Seraphina kembali menjalankan tugasnya sebagai kepala desa. Ia tenggelam dalam tumpukan dokumen yang belum selesai, sibuk mengurus laporan keuangan, perencanaan panen, serta berbagai permasalahan warga yang perlu ditangani. Hans, yang setia di sisinya, membantu menyusun laporan dan administrasi desa agar pekerjaannya lebih teratur dan efisien.
Sementara itu, Anastasia memilih pergi ke gudang di halaman belakang sendirian.
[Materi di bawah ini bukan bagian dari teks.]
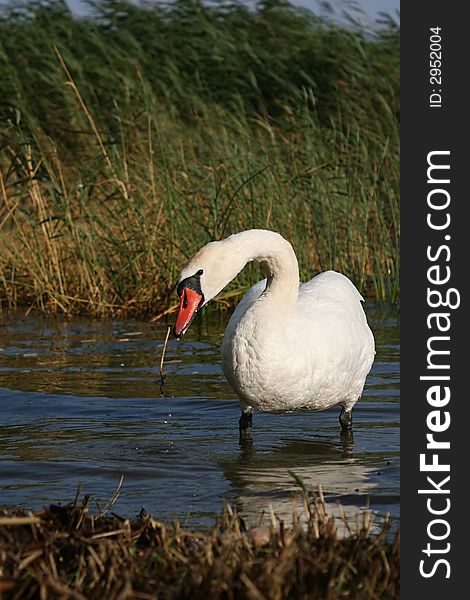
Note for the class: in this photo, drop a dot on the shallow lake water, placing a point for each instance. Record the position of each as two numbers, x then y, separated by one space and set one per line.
81 403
Di sana, ia membawa dua kantung bubuk smokeless powder yang sebelumnya ia pesan dari Cindy, seorang alkemis di kota Drachenburg. Tak lupa, ia juga membawa 200 selongsong kosong, primer, dan proyektil peluru yang masih terpisah, siap untuk dirakit menjadi amunisi.
Dengan cekatan, Anastasia mulai meracik peluru. Ia memasukkan bubuk smokeless powder ke dalam selongsong, menutupnya dengan proyektil peluru, lalu menggunakan palu karet padat untuk memasukkan primer di bagian belakang selongsong. Ia mengunci setiap selongsong yang telah terisi dengan hati-hati. Setelah beberapa jam bekerja tanpa henti, 200 butir peluru akhirnya selesai. Ia memasukkannya ke dalam kantung kecil, masing-masing berisi 20 butir, sehingga total ada 10 kantung.
Keesokan paginya, Anastasia memutuskan untuk berburu. Ia menghampiri ibunya yang sedang membaca dokumen di ruangannya bekerja.
"Ibu, aku ingin berburu hari ini," ucapnya dengan semangat.
Seraphina menurunkan dokumen yang ia pegang dan menatap putrinya. "Berburu? Kau yakin? Apa tidak terlalu berbahaya?"
Anastasia tersenyum percaya diri. "Aku sudah pernah berlatih berburu bersama August, bukan? Aku hanya akan pergi ke hutan timur untuk mencari rusa."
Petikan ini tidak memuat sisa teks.